Because sportswriters are never going to give bad metaphors the red card (see!?), one NY writer/serial philanthropist/over-satisfier-of-women is celebrating America's most self-indulgent scribes with a Tumblr that captures their deft analogies, similes, and other -ies: Sports Is Like. Because further explaining something you could easily read for yourself would be ridiculous, sit back and enjoy a smattering of the satire:

“Oh, there were some morsels Tuesday at media day. Scraps, if you will.”:

I will, as long as I know there aren’t any morsels. I would much rather have morsels than scraps, but if scraps are all there are, then I guess I’ll have to do without morsels. I don’t know. You tell me?

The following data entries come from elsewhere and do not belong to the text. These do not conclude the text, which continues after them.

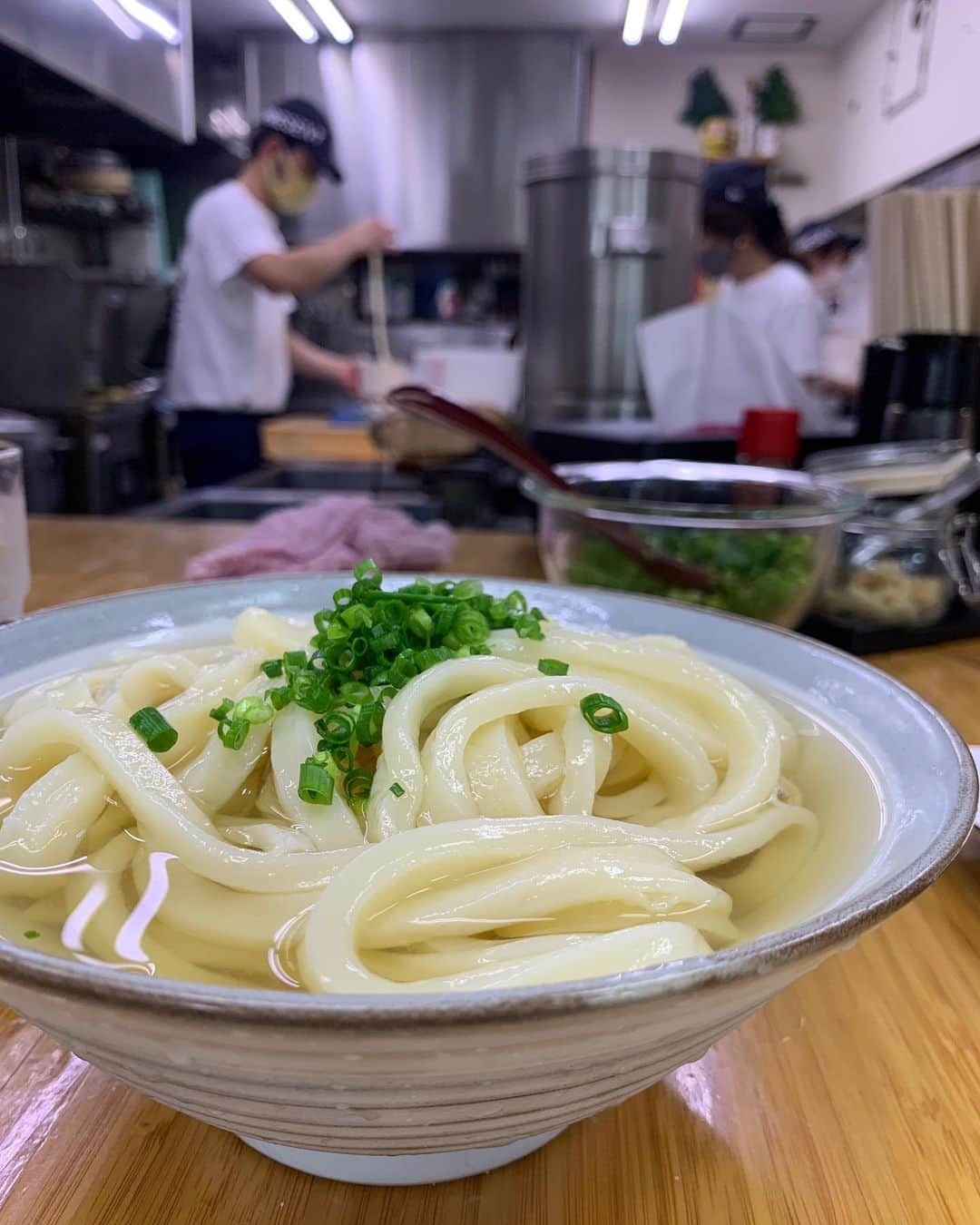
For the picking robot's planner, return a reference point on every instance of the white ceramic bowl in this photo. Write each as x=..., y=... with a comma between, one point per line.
x=409, y=1088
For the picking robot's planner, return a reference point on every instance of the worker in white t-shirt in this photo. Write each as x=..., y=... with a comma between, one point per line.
x=233, y=352
x=746, y=245
x=839, y=271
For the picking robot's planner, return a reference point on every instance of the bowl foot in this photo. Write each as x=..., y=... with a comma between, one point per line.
x=399, y=1171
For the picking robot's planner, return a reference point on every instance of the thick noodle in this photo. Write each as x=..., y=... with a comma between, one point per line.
x=505, y=840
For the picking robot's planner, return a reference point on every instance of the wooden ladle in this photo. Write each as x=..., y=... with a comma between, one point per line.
x=424, y=403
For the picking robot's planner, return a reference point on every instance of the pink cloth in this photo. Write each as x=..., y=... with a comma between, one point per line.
x=331, y=533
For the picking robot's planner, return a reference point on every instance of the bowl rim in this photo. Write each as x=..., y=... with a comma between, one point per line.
x=814, y=937
x=832, y=503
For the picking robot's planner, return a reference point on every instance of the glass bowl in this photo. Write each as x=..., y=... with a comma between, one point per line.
x=769, y=535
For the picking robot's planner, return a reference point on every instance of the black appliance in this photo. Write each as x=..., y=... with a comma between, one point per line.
x=921, y=386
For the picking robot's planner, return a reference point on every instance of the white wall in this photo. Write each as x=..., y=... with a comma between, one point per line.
x=637, y=93
x=875, y=152
x=847, y=146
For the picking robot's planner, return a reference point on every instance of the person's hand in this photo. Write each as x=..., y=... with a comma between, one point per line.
x=371, y=235
x=346, y=371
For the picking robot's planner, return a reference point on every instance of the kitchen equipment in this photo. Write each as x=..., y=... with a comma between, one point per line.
x=612, y=237
x=15, y=570
x=892, y=469
x=495, y=1072
x=770, y=536
x=43, y=456
x=935, y=392
x=102, y=326
x=648, y=559
x=475, y=377
x=309, y=438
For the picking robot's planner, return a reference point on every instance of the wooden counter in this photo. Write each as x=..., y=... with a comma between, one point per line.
x=854, y=1096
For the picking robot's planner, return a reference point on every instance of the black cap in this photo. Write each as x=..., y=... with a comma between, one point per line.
x=815, y=235
x=737, y=182
x=301, y=122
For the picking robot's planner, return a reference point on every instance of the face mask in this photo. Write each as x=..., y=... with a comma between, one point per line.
x=714, y=260
x=827, y=282
x=290, y=189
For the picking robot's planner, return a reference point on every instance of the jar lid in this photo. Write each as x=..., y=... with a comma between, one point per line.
x=769, y=434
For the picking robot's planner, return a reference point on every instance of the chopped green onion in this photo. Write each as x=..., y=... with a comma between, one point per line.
x=358, y=786
x=356, y=616
x=315, y=783
x=157, y=732
x=356, y=692
x=279, y=697
x=419, y=622
x=471, y=627
x=368, y=573
x=368, y=728
x=252, y=710
x=604, y=713
x=336, y=728
x=553, y=668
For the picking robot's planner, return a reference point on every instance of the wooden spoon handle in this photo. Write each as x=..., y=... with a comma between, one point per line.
x=661, y=565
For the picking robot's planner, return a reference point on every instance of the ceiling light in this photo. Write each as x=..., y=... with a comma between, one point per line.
x=335, y=21
x=153, y=20
x=671, y=26
x=777, y=27
x=298, y=22
x=634, y=22
x=118, y=17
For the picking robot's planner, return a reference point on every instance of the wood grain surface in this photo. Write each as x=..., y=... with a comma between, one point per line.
x=854, y=1096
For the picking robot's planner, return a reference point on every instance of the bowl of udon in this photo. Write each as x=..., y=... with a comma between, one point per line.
x=398, y=878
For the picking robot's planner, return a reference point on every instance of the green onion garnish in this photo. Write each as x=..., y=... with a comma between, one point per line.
x=368, y=728
x=337, y=728
x=358, y=786
x=315, y=783
x=157, y=732
x=279, y=697
x=369, y=643
x=603, y=713
x=252, y=710
x=231, y=732
x=553, y=668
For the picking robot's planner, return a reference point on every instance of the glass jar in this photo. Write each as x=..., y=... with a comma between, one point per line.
x=891, y=574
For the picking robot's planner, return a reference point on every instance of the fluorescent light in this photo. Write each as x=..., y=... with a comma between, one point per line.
x=634, y=22
x=298, y=22
x=153, y=20
x=671, y=26
x=118, y=17
x=335, y=21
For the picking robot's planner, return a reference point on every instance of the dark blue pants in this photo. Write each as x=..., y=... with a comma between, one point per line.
x=214, y=446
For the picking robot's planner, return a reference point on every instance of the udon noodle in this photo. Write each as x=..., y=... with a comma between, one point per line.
x=505, y=840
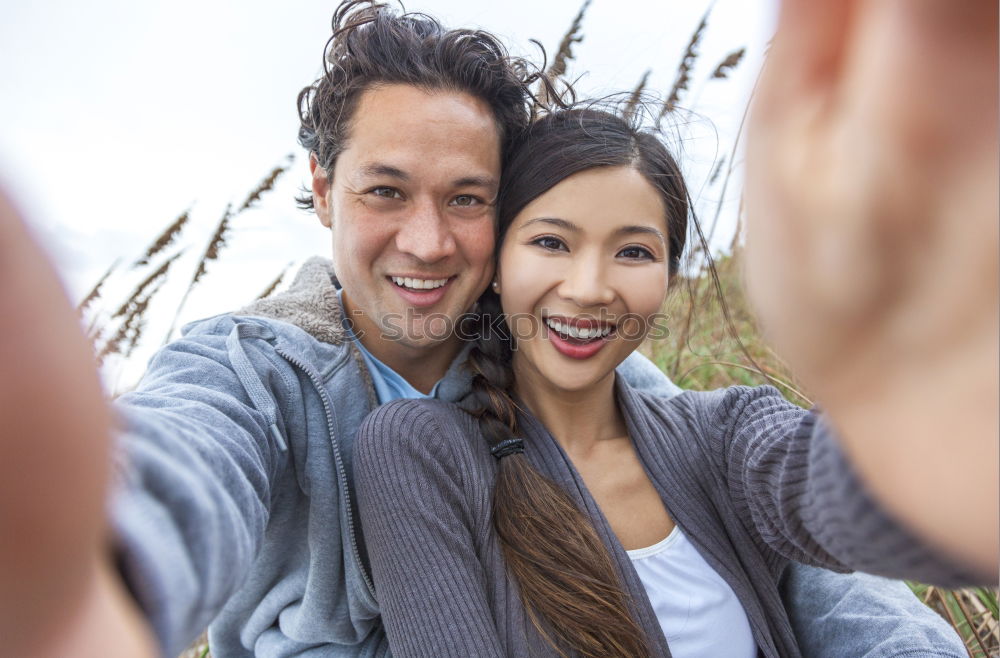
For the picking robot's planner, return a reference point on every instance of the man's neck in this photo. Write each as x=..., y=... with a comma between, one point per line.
x=420, y=365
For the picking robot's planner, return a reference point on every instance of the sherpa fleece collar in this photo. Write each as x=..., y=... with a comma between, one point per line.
x=310, y=303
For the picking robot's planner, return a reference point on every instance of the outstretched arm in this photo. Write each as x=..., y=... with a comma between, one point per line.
x=60, y=595
x=871, y=246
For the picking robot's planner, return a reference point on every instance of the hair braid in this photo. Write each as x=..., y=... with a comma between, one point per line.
x=568, y=582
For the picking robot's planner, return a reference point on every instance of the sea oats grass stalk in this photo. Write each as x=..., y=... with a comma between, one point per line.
x=712, y=342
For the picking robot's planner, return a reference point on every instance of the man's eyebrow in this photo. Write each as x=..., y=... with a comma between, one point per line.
x=554, y=221
x=379, y=169
x=646, y=230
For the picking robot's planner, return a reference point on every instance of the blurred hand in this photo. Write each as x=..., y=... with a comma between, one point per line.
x=58, y=594
x=872, y=244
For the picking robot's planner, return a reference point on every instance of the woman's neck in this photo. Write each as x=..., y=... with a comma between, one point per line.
x=576, y=419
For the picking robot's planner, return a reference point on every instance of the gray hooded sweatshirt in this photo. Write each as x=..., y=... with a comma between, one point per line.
x=235, y=508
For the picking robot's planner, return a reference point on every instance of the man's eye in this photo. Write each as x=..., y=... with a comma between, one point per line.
x=550, y=243
x=466, y=200
x=386, y=192
x=636, y=253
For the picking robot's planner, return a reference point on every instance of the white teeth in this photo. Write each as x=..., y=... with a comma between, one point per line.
x=418, y=284
x=580, y=333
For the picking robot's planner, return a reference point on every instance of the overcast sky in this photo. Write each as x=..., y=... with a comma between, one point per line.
x=116, y=116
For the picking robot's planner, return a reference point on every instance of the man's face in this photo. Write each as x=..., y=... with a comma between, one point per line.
x=411, y=210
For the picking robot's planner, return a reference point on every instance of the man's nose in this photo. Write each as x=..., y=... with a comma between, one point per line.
x=586, y=283
x=426, y=234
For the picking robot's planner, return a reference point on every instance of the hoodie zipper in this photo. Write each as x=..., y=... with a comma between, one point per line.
x=342, y=475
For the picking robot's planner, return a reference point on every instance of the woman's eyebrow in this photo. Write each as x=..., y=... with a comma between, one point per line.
x=476, y=181
x=554, y=221
x=646, y=230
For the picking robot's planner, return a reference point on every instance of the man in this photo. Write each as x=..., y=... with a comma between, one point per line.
x=234, y=505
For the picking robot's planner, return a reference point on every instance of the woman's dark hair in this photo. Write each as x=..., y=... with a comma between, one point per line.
x=566, y=576
x=372, y=45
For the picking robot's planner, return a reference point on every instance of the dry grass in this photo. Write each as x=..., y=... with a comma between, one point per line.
x=701, y=352
x=683, y=76
x=713, y=340
x=163, y=240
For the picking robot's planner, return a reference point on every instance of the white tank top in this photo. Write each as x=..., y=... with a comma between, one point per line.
x=698, y=611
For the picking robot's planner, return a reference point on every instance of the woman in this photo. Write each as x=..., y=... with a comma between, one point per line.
x=594, y=520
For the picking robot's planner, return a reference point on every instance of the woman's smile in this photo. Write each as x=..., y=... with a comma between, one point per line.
x=576, y=261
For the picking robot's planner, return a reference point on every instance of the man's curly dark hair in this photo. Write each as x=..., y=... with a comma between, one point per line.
x=371, y=44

"But [Tayshaun] Prince doesn’t sound angry at his teammates or coach, or bitter about any of it. He is like a math prodigy who is waiting for the rest of the class to catch up.": Don’t math prodigies spend most of their time waiting for the rest of the class to stop beating the sh*t out of them for being math prodigies?

"Rice is a 5-foot-8, 212-pound missile in the fog. Once he locates daylight, Rice is like tackling a bowl of soup, without the bowl.":

He seems to seep into the ground, where his rich broth nourishes such an abundance of plants that their leaves obscure the offensive backfield, much like a fog, from which his chunky bits (mostly steak, sausage, chicken, and chickarina meatballs) emerge like missiles, except it’s just one missile, because Ray Rice can only be in one place at a time, unless he’s soup, in which case there’s no bowl that can possibly hope to contain him.